Structures of three distinct activator-TFIID complexes.

Sequence-specific DNA-binding activators, key regulators of gene expression, stimulate transcription in part by targeting the core promoter recognition TFIID complex and aiding in its recruitment to promoter DNA. Although it has been established that activators can interact with multiple components of TFIID, it is unknown whether common or distinct surfaces within TFIID are targeted by activators and what changes if any in the structure of TFIID may occur upon binding activators. As a first step toward structurally dissecting activator/TFIID interactions, we determined the three-dimensional structures of TFIID bound to three distinct activators (i.e., the tumor suppressor p53 protein, glutamine-rich Sp1 and the oncoprotein c-Jun) and compared their structures as determined by electron microscopy and single-particle reconstruction. By a combination of EM and biochemical mapping analysis, our results uncover distinct contact regions within TFIID bound by each activator. Unlike the coactivator CRSP/Mediator complex that undergoes drastic and global structural changes upon activator binding, instead, a rather confined set of local conserved structural changes were observed when each activator binds holo-TFIID. These results suggest that activator contact may induce unique structural features of TFIID, thus providing nanoscale information on activator-dependent TFIID assembly and transcription initiation.
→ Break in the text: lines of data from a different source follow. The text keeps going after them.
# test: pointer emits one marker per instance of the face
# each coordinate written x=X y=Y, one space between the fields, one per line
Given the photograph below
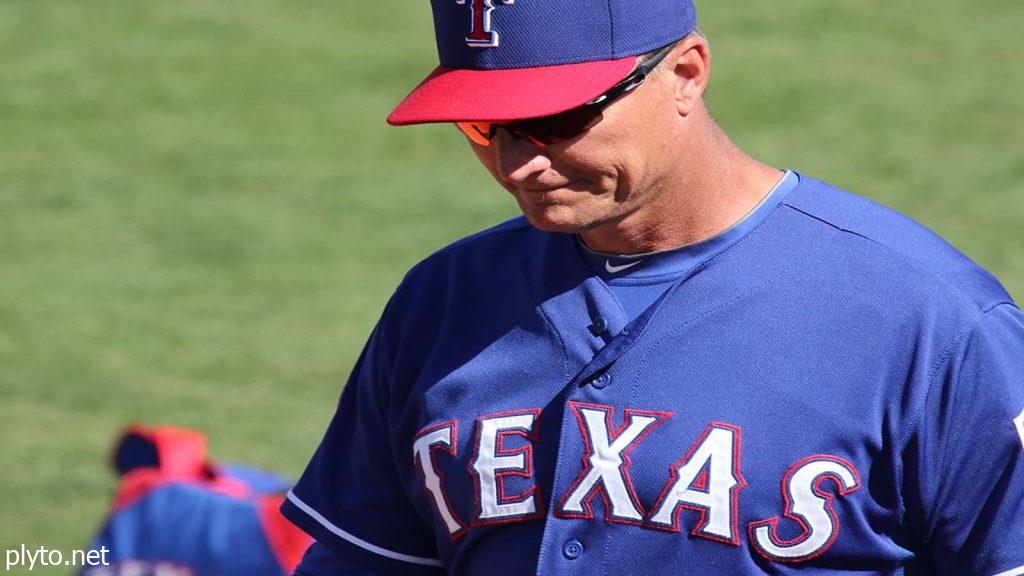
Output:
x=598 y=177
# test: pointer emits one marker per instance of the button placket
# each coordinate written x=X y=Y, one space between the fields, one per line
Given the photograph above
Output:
x=572 y=549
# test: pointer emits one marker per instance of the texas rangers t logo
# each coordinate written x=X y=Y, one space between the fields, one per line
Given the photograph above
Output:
x=480 y=34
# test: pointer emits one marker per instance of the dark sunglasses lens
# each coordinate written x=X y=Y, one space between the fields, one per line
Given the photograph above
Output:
x=560 y=127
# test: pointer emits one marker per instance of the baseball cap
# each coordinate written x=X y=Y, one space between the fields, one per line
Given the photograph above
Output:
x=510 y=59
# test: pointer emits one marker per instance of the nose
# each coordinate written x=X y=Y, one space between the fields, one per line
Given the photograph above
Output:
x=517 y=160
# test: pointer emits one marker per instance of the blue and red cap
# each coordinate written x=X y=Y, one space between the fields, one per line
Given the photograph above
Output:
x=510 y=59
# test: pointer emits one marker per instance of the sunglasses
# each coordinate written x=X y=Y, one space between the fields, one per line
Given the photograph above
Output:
x=565 y=125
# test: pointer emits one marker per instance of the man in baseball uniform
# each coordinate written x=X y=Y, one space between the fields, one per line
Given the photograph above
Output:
x=679 y=360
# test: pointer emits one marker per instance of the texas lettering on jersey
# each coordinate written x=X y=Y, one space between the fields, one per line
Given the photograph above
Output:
x=707 y=480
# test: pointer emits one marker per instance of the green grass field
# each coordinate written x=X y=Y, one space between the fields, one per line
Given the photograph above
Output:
x=202 y=211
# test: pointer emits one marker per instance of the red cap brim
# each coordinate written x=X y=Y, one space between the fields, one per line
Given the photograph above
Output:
x=502 y=95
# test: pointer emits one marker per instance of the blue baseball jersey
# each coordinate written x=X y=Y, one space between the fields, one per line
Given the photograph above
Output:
x=835 y=391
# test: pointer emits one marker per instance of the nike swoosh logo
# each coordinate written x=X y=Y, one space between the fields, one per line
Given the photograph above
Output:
x=616 y=270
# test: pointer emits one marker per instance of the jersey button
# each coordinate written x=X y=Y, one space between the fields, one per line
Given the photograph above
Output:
x=572 y=549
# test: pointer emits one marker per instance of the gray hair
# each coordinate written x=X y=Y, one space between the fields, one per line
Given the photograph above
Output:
x=648 y=55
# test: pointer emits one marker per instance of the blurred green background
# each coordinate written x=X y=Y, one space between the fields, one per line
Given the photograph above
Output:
x=202 y=211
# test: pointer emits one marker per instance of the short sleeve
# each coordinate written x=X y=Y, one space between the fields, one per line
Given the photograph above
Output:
x=969 y=453
x=350 y=497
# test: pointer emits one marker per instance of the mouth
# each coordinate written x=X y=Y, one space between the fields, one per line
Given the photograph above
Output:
x=540 y=190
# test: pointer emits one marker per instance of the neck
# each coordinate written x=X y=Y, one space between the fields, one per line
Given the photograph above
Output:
x=705 y=191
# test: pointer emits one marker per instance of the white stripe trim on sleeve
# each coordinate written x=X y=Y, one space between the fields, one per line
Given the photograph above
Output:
x=358 y=541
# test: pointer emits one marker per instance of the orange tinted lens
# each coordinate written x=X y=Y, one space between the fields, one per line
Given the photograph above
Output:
x=478 y=132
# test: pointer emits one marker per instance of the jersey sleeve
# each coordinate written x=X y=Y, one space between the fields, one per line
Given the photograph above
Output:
x=350 y=497
x=969 y=453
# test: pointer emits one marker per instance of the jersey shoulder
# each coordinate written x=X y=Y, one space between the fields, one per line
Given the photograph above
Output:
x=892 y=249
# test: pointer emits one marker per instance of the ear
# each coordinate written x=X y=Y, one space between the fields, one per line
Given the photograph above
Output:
x=691 y=71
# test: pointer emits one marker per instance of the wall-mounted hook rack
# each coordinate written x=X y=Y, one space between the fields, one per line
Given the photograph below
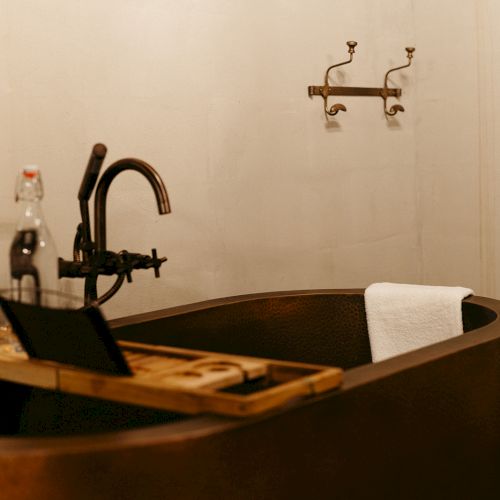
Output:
x=385 y=92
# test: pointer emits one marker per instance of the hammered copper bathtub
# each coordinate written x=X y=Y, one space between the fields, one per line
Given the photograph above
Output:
x=422 y=425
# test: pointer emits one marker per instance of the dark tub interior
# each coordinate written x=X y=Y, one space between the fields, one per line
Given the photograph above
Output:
x=321 y=328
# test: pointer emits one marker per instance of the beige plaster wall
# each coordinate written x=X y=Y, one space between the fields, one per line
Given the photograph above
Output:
x=266 y=194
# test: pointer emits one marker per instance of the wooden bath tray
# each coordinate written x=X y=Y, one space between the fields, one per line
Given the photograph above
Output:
x=181 y=380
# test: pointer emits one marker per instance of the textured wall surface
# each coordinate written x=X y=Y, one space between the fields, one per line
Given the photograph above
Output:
x=266 y=194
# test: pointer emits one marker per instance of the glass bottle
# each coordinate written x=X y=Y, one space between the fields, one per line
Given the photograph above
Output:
x=34 y=263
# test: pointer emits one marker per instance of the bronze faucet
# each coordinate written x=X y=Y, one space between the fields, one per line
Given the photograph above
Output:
x=102 y=191
x=91 y=259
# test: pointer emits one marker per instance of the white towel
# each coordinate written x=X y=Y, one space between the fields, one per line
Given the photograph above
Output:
x=402 y=318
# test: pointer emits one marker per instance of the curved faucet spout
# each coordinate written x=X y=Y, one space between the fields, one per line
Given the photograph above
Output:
x=103 y=186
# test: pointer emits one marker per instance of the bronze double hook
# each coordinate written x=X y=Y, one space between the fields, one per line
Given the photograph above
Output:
x=326 y=90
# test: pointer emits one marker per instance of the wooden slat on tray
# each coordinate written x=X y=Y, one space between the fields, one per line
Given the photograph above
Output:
x=181 y=380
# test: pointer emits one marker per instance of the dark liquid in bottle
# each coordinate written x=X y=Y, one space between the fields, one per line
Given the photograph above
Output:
x=23 y=271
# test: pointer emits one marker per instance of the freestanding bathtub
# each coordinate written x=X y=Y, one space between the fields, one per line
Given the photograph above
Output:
x=422 y=425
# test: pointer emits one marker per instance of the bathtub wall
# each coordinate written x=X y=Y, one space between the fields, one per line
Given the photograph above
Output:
x=266 y=194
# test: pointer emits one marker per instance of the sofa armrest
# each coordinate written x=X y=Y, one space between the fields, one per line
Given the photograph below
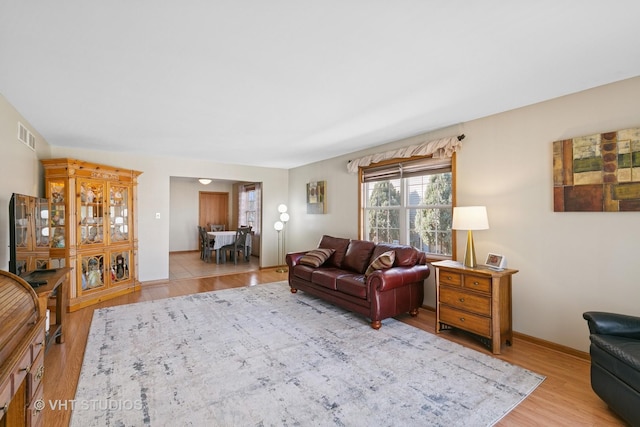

Structural changes in TAF4b-TFIID correlate with promoter selectivity.

Proper ovarian development requires the cell type-specific transcription factor TAF4b, a subunit of the core promoter recognition complex TFIID. We present the 35 A structure of a cell type-specific core promoter recognition complex containing TAF4b and TAF4 (4b/4-IID), which is responsible for directing transcriptional synergy between c-Jun and Sp1 at a TAF4b target promoter. As a first step toward correlating potential structure/function relationships of the prototypic TFIID versus 4b/4-IID, we have compared their 3D structures by electron microscopy and single-particle reconstruction. These studies reveal that TAF4b incorporation into TFIID induces an open conformation at the lobe involved in TFIIA and putative activator interactions. Importantly, this open conformation correlates with differential activator-dependent transcription and promoter recognition by 4b/4-IID. By combining functional and structural analysis, we find that distinct localized structural changes in a megadalton macromolecular assembly can significantly alter its activity and lead to a TAF4b-induced reprogramming of promoter specificity.